O ataque frontal de Larry Rother ao filme ocupou quase toda a primeira página do caderno de Artes do New York Times, com uma grande sub-manchete que dizia “Surgem questões sobre a precisão [do filme]“. No entanto, ele não conseguiu encontrar nenhum erro factual — apesar de algumas tentativas desesperadas de fazê-lo. Em uma delas Rother usou dados da importação de petróleo [venezuelano pelos Estados Unidos] de 2004 a 2010 para tentar desmentir um analista que aparece em um clipe de TV aproveitado pelo documentário, de abril de 2002. A fala de cinco segundos do especialista não tem nenhuma relevância, mas ainda assim Rother comete um erro.

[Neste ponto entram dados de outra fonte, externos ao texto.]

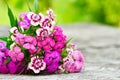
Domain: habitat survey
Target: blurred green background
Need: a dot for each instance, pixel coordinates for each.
(69, 11)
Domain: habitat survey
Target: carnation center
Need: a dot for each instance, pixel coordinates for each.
(44, 32)
(37, 63)
(36, 17)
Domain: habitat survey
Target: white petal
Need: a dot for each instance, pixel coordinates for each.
(43, 67)
(14, 30)
(29, 15)
(42, 16)
(12, 46)
(34, 23)
(38, 32)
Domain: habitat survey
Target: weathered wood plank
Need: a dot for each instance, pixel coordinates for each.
(101, 47)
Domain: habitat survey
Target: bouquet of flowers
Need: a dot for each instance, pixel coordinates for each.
(36, 45)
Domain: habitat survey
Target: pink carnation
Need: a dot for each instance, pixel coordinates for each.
(73, 62)
(16, 54)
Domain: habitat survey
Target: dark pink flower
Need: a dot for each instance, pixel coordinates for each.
(35, 19)
(24, 21)
(37, 64)
(16, 54)
(51, 14)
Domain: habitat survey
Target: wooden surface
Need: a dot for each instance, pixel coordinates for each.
(101, 48)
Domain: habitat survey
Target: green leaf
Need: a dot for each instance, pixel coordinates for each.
(64, 53)
(36, 6)
(4, 39)
(11, 17)
(7, 61)
(28, 5)
(68, 41)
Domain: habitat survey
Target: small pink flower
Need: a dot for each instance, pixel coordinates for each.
(37, 64)
(74, 61)
(16, 54)
(46, 23)
(30, 44)
(19, 38)
(35, 19)
(24, 21)
(51, 14)
(14, 30)
(44, 32)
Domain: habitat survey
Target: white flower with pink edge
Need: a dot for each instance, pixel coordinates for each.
(51, 14)
(37, 64)
(44, 32)
(35, 19)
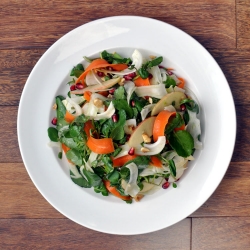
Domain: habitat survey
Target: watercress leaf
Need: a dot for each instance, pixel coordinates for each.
(120, 93)
(60, 110)
(169, 82)
(77, 70)
(69, 142)
(107, 163)
(101, 189)
(74, 156)
(82, 182)
(117, 133)
(182, 142)
(143, 73)
(53, 134)
(93, 179)
(113, 177)
(172, 168)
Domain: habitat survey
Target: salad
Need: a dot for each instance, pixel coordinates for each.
(127, 127)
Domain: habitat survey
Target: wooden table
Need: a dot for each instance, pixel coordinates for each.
(27, 29)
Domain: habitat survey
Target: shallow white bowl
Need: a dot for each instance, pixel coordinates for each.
(191, 61)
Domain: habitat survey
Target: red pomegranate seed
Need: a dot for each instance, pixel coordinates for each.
(131, 151)
(109, 68)
(79, 86)
(73, 87)
(182, 107)
(111, 91)
(54, 121)
(165, 185)
(100, 74)
(115, 118)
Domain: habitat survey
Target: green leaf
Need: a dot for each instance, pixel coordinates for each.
(113, 177)
(169, 82)
(120, 93)
(77, 70)
(74, 156)
(93, 179)
(182, 142)
(172, 167)
(53, 134)
(101, 189)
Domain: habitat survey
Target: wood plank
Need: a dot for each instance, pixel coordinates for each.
(243, 23)
(19, 197)
(20, 63)
(215, 27)
(221, 233)
(65, 234)
(232, 196)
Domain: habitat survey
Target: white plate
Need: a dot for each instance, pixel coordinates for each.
(191, 61)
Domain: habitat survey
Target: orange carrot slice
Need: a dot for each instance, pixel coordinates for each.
(69, 117)
(141, 82)
(160, 123)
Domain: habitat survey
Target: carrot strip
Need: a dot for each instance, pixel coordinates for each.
(141, 82)
(155, 161)
(182, 83)
(114, 191)
(100, 63)
(69, 117)
(118, 162)
(160, 123)
(87, 96)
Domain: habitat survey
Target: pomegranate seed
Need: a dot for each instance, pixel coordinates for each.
(131, 151)
(100, 74)
(109, 68)
(127, 77)
(79, 86)
(73, 87)
(115, 118)
(165, 185)
(127, 137)
(111, 91)
(182, 107)
(54, 121)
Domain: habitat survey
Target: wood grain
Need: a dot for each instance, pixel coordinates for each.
(243, 24)
(234, 63)
(215, 27)
(231, 198)
(221, 233)
(65, 234)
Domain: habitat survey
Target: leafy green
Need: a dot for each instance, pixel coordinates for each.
(53, 134)
(169, 82)
(182, 142)
(74, 156)
(172, 167)
(77, 70)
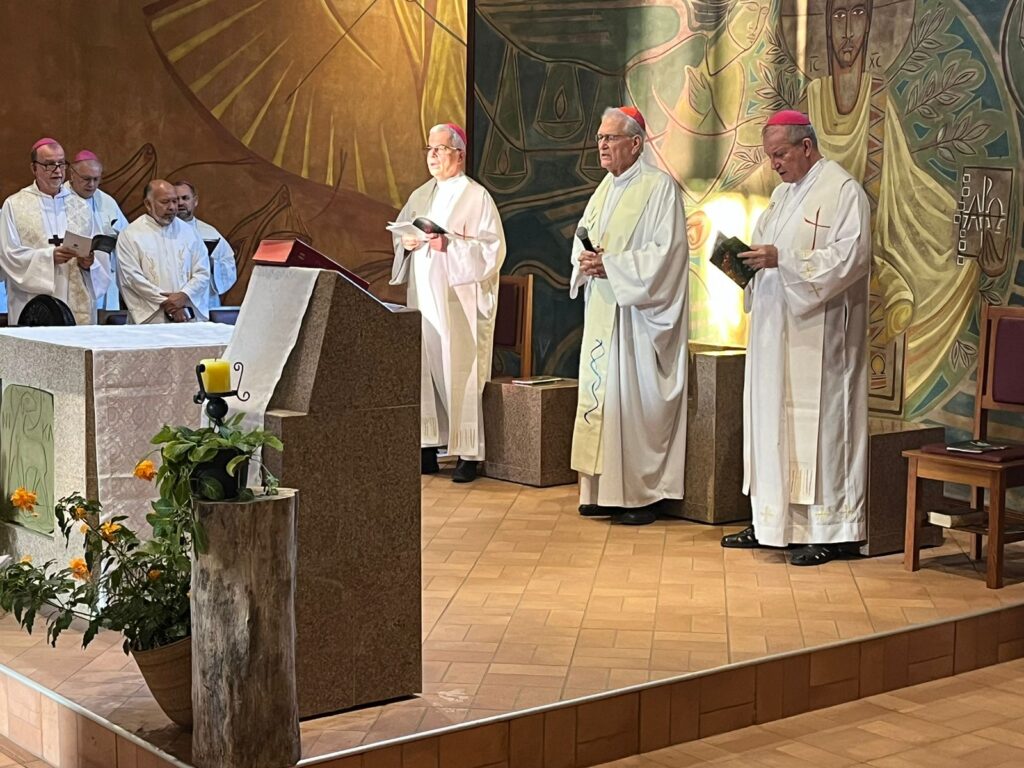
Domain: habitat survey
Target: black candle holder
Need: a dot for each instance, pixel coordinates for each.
(216, 408)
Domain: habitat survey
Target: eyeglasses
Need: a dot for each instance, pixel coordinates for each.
(50, 166)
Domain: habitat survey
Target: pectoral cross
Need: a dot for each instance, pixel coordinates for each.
(816, 225)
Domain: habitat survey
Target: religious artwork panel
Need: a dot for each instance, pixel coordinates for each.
(27, 458)
(910, 96)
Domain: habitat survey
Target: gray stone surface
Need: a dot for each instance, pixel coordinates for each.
(528, 432)
(347, 409)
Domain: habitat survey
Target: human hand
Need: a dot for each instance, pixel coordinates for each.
(438, 243)
(64, 254)
(174, 302)
(592, 263)
(761, 257)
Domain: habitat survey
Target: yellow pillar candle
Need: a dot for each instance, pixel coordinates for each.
(216, 376)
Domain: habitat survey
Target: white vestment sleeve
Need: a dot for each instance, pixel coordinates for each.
(648, 276)
(141, 297)
(31, 269)
(812, 278)
(198, 287)
(478, 258)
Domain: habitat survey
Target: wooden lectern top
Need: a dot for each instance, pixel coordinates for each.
(297, 253)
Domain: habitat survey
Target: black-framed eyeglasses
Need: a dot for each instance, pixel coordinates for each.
(49, 165)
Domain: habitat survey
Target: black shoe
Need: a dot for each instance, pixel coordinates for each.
(428, 462)
(743, 540)
(465, 471)
(817, 554)
(639, 516)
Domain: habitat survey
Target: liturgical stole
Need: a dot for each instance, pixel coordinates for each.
(600, 314)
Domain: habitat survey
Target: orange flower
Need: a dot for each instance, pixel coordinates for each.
(110, 530)
(145, 470)
(24, 500)
(78, 568)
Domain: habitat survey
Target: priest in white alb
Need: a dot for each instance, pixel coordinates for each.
(629, 443)
(223, 271)
(33, 258)
(805, 392)
(86, 172)
(453, 281)
(163, 267)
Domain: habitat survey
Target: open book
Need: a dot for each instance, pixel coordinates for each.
(84, 245)
(725, 256)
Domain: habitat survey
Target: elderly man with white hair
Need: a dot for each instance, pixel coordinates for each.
(632, 260)
(453, 281)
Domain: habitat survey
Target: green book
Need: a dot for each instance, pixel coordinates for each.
(725, 256)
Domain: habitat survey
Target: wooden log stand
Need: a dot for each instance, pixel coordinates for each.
(243, 602)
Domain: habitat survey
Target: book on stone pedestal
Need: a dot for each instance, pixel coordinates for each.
(725, 256)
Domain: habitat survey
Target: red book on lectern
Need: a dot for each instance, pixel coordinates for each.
(297, 253)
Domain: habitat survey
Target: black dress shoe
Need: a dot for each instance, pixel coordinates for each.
(428, 462)
(639, 516)
(743, 540)
(465, 471)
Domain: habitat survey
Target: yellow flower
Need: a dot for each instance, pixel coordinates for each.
(109, 530)
(145, 470)
(78, 568)
(24, 500)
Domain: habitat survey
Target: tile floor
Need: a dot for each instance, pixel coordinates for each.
(525, 603)
(972, 720)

Aqui, uma resposta detalhada a Rother, em inglês
Os erros cometidos nas resenhas foram muito numerosos para listar aqui. (Você pode votar em seu erro favorito aqui — Nota do Viomundo: no site Daily Kos, em inglês). Muitos críticos reforçaram a análise que o filme faz da mídia ao considerar toda a história em termos ideológicos e não entendendo os pontos mais substantivos. Por exemplo, o filme oferece cinco provas do envolvimento de Washington no golpe de 2002 que derrubou o presidente eleito da Venezuela, Hugo Chávez. Elas incluem um documento do Departamento de Estado reconhecendo que “o NED [National Endowment for Democracy], o Departamento de Defesa [DOD] e outros programas de assistência dos Estados Unidos deram treinamento, apoio institucional e de outro tipo para indivíduos e organizações que sabiam estar envolvidos ativamente na breve derrubada do governo Chávez”.
Isso, e outra documentação apresentada no filme — parte da qual nunca sequer chegou a ser divulgada na grande mídia [americana] — reforça a tese de que Washington esteve envolvida no golpe. Essa conclusão é apoiada por Scott Wilson, do Washington Post, que era editor internacional quando foi entrevistado por mim e que estava em Caracas durante o golpe.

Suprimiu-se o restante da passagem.